Le premier ministre, qui a donné la réplique, a répondu en défendant les consultations et l’approche qu’Ottawa adopte déjà « depuis des mois et même des années » avec les autres ordres de gouvernement.

M. Miller a aussi vanté en Chambre la collaboration avec Québec. « [Les bloquistes] savent très bien que la vaste majorité des décisions sont prises par le Québec et on les appuie.
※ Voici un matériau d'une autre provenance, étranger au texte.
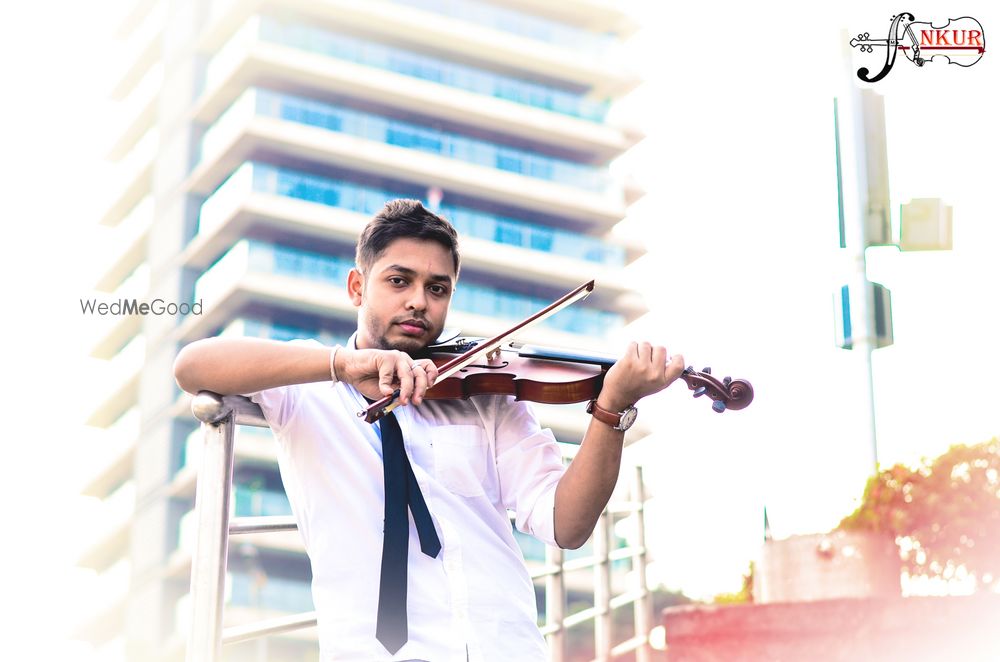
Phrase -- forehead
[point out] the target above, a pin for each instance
(420, 255)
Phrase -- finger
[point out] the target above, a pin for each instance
(386, 376)
(674, 368)
(404, 371)
(419, 383)
(430, 369)
(632, 352)
(659, 359)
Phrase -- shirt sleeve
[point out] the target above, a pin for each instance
(530, 464)
(280, 403)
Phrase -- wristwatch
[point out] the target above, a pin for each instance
(620, 421)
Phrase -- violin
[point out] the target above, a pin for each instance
(496, 366)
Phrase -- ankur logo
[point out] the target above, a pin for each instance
(135, 307)
(960, 41)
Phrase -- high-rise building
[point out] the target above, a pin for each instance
(258, 138)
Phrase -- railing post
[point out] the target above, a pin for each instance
(208, 563)
(555, 602)
(602, 589)
(644, 604)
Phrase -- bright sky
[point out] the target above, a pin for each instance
(740, 221)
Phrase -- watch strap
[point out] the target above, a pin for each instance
(611, 418)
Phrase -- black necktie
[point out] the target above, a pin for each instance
(400, 489)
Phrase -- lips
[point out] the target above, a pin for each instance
(413, 327)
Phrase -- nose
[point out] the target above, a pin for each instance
(417, 299)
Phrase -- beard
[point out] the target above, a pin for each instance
(378, 334)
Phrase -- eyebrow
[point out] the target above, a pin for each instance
(406, 271)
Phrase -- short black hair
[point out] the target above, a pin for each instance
(404, 219)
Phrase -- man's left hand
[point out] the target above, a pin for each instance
(644, 370)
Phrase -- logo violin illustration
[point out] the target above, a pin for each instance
(960, 41)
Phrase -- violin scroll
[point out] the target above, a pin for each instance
(729, 393)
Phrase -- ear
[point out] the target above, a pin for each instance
(355, 287)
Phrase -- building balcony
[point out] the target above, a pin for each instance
(129, 240)
(110, 535)
(279, 276)
(121, 384)
(321, 64)
(136, 113)
(121, 329)
(534, 183)
(263, 200)
(457, 39)
(119, 442)
(132, 179)
(106, 608)
(142, 32)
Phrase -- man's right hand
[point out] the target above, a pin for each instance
(376, 373)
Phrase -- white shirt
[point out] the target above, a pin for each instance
(473, 459)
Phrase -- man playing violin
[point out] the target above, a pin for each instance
(406, 521)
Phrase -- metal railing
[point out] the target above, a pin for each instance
(221, 414)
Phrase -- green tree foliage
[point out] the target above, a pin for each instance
(743, 596)
(944, 513)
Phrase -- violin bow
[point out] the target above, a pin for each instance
(382, 407)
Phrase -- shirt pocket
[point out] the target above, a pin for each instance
(462, 459)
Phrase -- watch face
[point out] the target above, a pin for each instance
(628, 418)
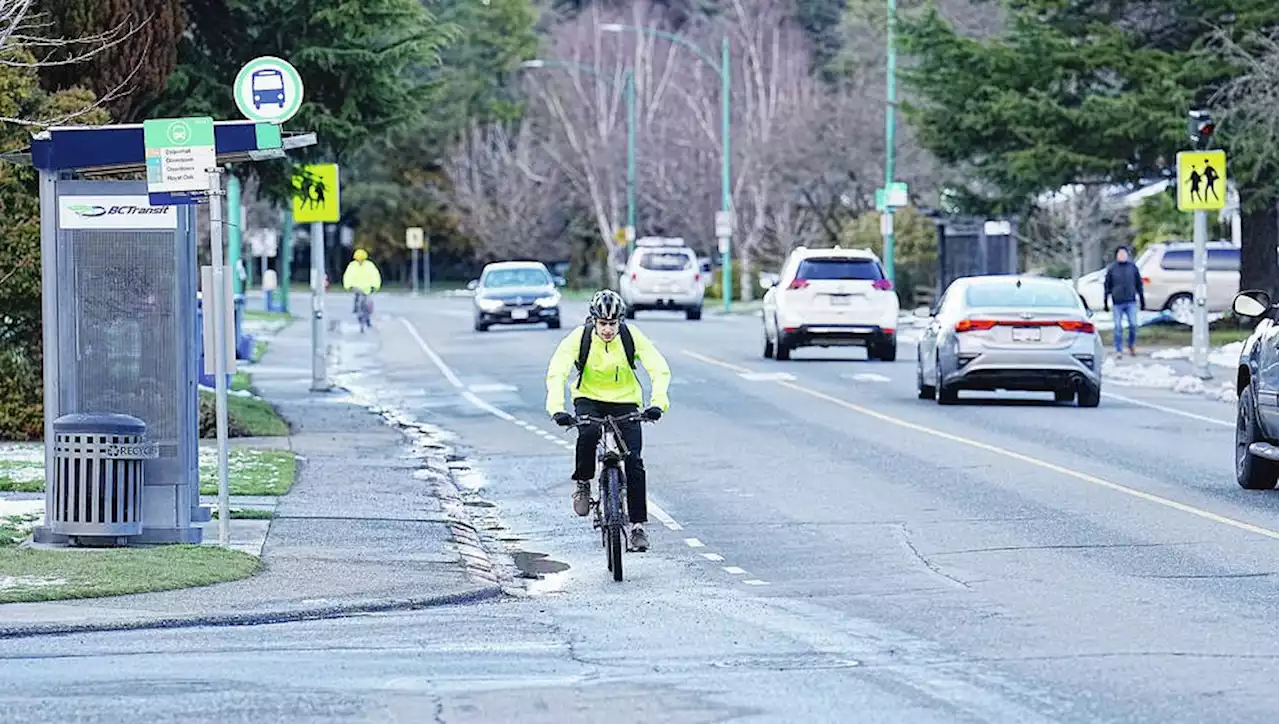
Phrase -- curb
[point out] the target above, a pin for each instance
(257, 618)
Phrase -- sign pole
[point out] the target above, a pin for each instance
(319, 381)
(215, 238)
(416, 292)
(1200, 324)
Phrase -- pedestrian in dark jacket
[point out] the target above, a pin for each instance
(1123, 288)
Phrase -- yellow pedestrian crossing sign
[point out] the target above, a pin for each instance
(1201, 181)
(315, 193)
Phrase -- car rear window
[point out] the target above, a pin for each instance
(666, 261)
(840, 269)
(1000, 294)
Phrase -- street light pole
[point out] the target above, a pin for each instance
(723, 70)
(631, 161)
(890, 108)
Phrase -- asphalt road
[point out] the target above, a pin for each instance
(826, 548)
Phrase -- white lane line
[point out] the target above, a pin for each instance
(474, 399)
(1004, 452)
(1170, 409)
(435, 358)
(663, 516)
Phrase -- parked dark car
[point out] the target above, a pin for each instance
(1257, 412)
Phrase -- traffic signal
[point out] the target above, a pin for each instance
(1200, 127)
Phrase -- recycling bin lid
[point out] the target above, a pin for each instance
(100, 424)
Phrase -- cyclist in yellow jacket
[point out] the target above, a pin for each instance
(604, 351)
(361, 278)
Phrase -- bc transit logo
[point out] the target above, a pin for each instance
(88, 210)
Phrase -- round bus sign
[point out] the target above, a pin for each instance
(269, 90)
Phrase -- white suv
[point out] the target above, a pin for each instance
(831, 298)
(663, 274)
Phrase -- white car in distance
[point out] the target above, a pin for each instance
(831, 298)
(662, 274)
On est toujours ouverts à les appuyer davantage », avait-il dit un peu plus tôt aux journalistes.

La leader adjointe du Bloc québécois, Christine Normandin, a appelé à une « réelle consultation » avec le gouvernement de François Legault, lançant que celle-ci « ne peut définitivement pas se limiter à un “cause toujours” ».

Le conservateur Tom Kmiec a fait savoir que les bloquistes pourront compter sur son vote.

Le député albertain a relevé en Chambre que de nombreuses personnes qui tentent de venir au pays sont prises dans les dédales de longs délais de traitement par le ministère de l’Immigration, comme l’a récemment documenté la vérificatrice générale du Canada.

« Tous nous bureaux sont inondés par des demandes de service de personnes qui ont des problèmes avec [le ministère] », a souligné l’élu d’origine polonaise, rappelant être issu de l’immigration.

La néo-démocrate Jenny Kwan a aussi signalé le soutien de son parti à la motion bloquiste. Elle a précisé qu’elle estime qu’Ottawa consulte déjà les provinces en matière d’immigration et de logement, mais manque selon elle de leadership pour leur allouer les ressources nécessaires.